The bill applies to reverse mortgage loans applied for on or after October 1, 2010.
On May 19, Minnesota Governor Tim Pawlenty signed SF 2430, a bill that amends reverse mortgage loan and foreclosure notice requirements. Regarding reverse mortgage loans, the law:
- Provides for a seven-day “cooling off” period subsequent to a borrower’s written acceptance of a reverse mortgage. During the period, a borrower cannot be required to proceed with or close the reverse mortgage. The law requires lenders to provide notice of this period to borrowers, and the period cannot be waived;
- Provides that a lender that fails to make required loan advances and fails to cure an actual default after notice forfeits any right to repayment for reverse mortgages that are not federally insured. Once forfeiture has occurred, the mortgage may then be declared null and void by a court;
- Prohibits making the purchase of insurance, annuities, or related products a condition of obtaining, or obligation of, a reverse mortgage loan, as well as prohibits lenders from receiving compensation for providing referrals for these services; and
- Requires lenders to provide at least 3 independent housing counseling agencies to the applicant. Lenders must receive and maintain (for the duration of the mortgage) certification from the applicant that the applicant received the required counseling.
Regarding foreclosure notice requirements, the bill provides borrowers new “redemption rights” and requires a “results of sale” notice. In addition to prescribing the content of the notices, the bill provides a private right of action to recover damages and attorneys’ fees and costs for violations of the “notice of results of foreclosure sale” requirements. The notice requirements become effective August 1, 2010 and apply to notices delivered on or after that date.
On May 19, Colorado Governor Bill Ritter signed HB 10-1400, a bill that creates protections for Colorado consumers seeking refund anticipation loans (RALs). RALs are loans made based on a borrower’s anticipated income tax refund.
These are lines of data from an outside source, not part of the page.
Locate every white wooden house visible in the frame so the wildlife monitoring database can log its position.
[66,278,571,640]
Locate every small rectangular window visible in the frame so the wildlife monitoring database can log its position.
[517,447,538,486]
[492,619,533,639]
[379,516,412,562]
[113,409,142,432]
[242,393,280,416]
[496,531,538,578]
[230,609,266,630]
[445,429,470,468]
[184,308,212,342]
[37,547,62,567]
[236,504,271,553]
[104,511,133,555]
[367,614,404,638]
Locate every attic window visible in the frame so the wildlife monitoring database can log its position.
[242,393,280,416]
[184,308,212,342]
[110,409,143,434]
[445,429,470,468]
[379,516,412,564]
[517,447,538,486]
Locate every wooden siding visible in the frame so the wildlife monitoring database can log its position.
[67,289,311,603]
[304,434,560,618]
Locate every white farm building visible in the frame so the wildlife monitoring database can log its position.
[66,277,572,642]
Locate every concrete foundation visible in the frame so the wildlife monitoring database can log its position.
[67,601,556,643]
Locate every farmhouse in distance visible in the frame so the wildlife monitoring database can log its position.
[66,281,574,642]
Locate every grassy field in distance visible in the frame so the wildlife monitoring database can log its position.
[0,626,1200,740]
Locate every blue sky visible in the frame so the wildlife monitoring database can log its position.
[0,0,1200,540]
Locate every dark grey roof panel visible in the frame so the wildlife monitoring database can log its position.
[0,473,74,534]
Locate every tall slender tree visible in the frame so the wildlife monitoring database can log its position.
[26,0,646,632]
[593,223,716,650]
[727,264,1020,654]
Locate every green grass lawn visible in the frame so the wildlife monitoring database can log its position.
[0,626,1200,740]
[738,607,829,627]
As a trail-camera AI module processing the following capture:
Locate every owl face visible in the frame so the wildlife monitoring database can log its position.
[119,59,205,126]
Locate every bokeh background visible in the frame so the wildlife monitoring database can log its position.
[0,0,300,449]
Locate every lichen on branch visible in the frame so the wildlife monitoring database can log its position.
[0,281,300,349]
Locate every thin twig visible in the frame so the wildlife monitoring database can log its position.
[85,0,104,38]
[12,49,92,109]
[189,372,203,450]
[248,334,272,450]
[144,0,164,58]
The bill establishes the Refund Anticipation Loan Act (RAL Act), under which:
- Individuals offering tax refund loan services must be employed directly by an electronic return originator;
- Loan facilitators must provide specific oral, written and posted disclosures that communicate, among other things, (i) a schedule of fees and example interest rates for different loan amounts up to $5,000, (ii) the duration, amount, applicable fees and interest rates associated with the anticipated tax refund loan, and (iii) procedures for making a complaint about the tax refund loan; and
- A willful violation of the RAL Act is a misdemeanor punishable by a $500 fine and/or imprisonment for up to one year.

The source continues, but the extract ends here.